IDPH has cited and fined Landmark of Richton Park nursing home after a resident there died after a respiratory therapist cut sutures to a fresh tracheostomy without a physician order, leading to the loss of the airway and cardiac arrest.
A tracheostomy is a surgically-created airway. A surgeon cuts a hole, or stoma, in the front of the neck and through the trachea. A tube is then placed in the hole and allows the person to breathe through the hole. A tracheostomy is commonly used for ventilator-dependent patients to reduce complications associated with the use of a ventilator.
The tracheotomy tube actually consists of three parts. One is known as the outer cannula. The outer cannula has a neck plate flange which is stitched into place in the hole (or stoma) in the neck at the time of surgery. There is an inner cannula which fits inside the outer cannula and can be removed and cleaned. Finally, there is an obturator which is used only while the inner cannula is being placed. After it is placed, it is removed and disposed of.
Because the hole (or stoma) is a surgical wound, it must be given time to heal. Premature removal of the stitches can cause subcutaneous emphysema, or leaking of air under the soft tissues. Removal of the tube is not recommended for several days after initial placement because this can lead to rapid loss of the airway.
The resident at issue was admitted to the nursing home the day before the incident with a newly-created tracheostomy. During rounds, the wound care nurse advised the respiratory therapist that dressing wound did not look like it had been cleaned. The respiratory therapist saw that there was some dried blood in the area and decided to clean it. She asked the wound care nurse to borrow a pair of scissors so that she could cut a resident’s sutures. The wound care asked if was okay to do and the respiratory therapist said yes. She then proceeded to cut all of the sutures and clean the area.
Later that day, the alarms to the ventilator went off. The respiratory therapist went in and found that the resident was having a hard time breathing. Believing that the resident had a mucus plug (an accumulation of mucus in the airway which restricts airflow), she attempted to suction out the airway but did not get anything out and was not able to see the plus. She called for help and the rest of the staff responded. According to the respiratory therapist, the staff attempted to remove and replace the tracheostomy tube and ventilate the resident using an ambu-bag. However, there was resistance when they squeezed the bag on the ambu-bag, indicating that there was a loss of the airway. The resident began to turn blue and her face began to swell as they attempted to ventilate the resident.
Paramedics arrived, and they recorded on their report that the staff told them that the respiratory therapist had been the one to remove the tracheostomy tube. The paramedics were unable to re-establish the airway, and the resident went into cardiac arrest. She was brought to the hospital, but did not survive. When the resident arrived at the hospital, the staff noted extensive evidence of subcutaneous emphysema.

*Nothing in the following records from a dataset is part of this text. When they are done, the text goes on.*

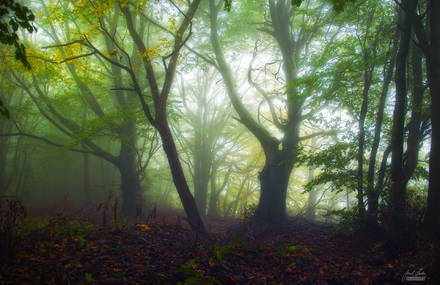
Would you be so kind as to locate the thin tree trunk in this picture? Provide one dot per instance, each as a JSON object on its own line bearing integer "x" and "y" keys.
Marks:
{"x": 372, "y": 194}
{"x": 415, "y": 131}
{"x": 179, "y": 179}
{"x": 127, "y": 165}
{"x": 432, "y": 216}
{"x": 361, "y": 140}
{"x": 313, "y": 195}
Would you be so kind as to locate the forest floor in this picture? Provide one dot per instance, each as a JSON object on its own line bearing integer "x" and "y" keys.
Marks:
{"x": 60, "y": 249}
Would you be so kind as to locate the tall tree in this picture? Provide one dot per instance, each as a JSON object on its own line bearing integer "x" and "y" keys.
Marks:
{"x": 429, "y": 41}
{"x": 398, "y": 181}
{"x": 291, "y": 39}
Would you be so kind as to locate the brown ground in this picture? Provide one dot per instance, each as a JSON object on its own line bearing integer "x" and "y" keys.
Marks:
{"x": 78, "y": 249}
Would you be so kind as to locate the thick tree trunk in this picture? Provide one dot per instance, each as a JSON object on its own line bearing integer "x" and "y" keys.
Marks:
{"x": 398, "y": 182}
{"x": 179, "y": 179}
{"x": 274, "y": 179}
{"x": 432, "y": 216}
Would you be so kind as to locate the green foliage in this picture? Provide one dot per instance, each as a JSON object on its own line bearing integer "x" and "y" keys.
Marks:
{"x": 3, "y": 110}
{"x": 334, "y": 162}
{"x": 12, "y": 17}
{"x": 228, "y": 5}
{"x": 11, "y": 213}
{"x": 292, "y": 250}
{"x": 45, "y": 233}
{"x": 348, "y": 220}
{"x": 194, "y": 275}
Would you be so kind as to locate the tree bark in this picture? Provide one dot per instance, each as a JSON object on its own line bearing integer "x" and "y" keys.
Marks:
{"x": 274, "y": 179}
{"x": 372, "y": 193}
{"x": 313, "y": 195}
{"x": 368, "y": 73}
{"x": 415, "y": 130}
{"x": 127, "y": 165}
{"x": 432, "y": 216}
{"x": 179, "y": 179}
{"x": 398, "y": 182}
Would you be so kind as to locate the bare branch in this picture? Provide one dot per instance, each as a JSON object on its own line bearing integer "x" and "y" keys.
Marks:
{"x": 323, "y": 133}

There are a number of issues with the care that this resident received. First, the sutures for the tracheostomy were removed prematurely, and done so without a physician order. Second, the tracheostomy tube was removed during the resuscitation effort. This likely contributed to the loss of the airway. It would be critical in any nursing home abuse and neglect lawsuit to determine exactly who removed the tracheostomy tube, as respiratory therapists often work for an outside company. Finally, the nurse provided the scissors to the respiratory therapist when she was likely aware that removing the sutures was inappropriate and that there was no physician order for doing so.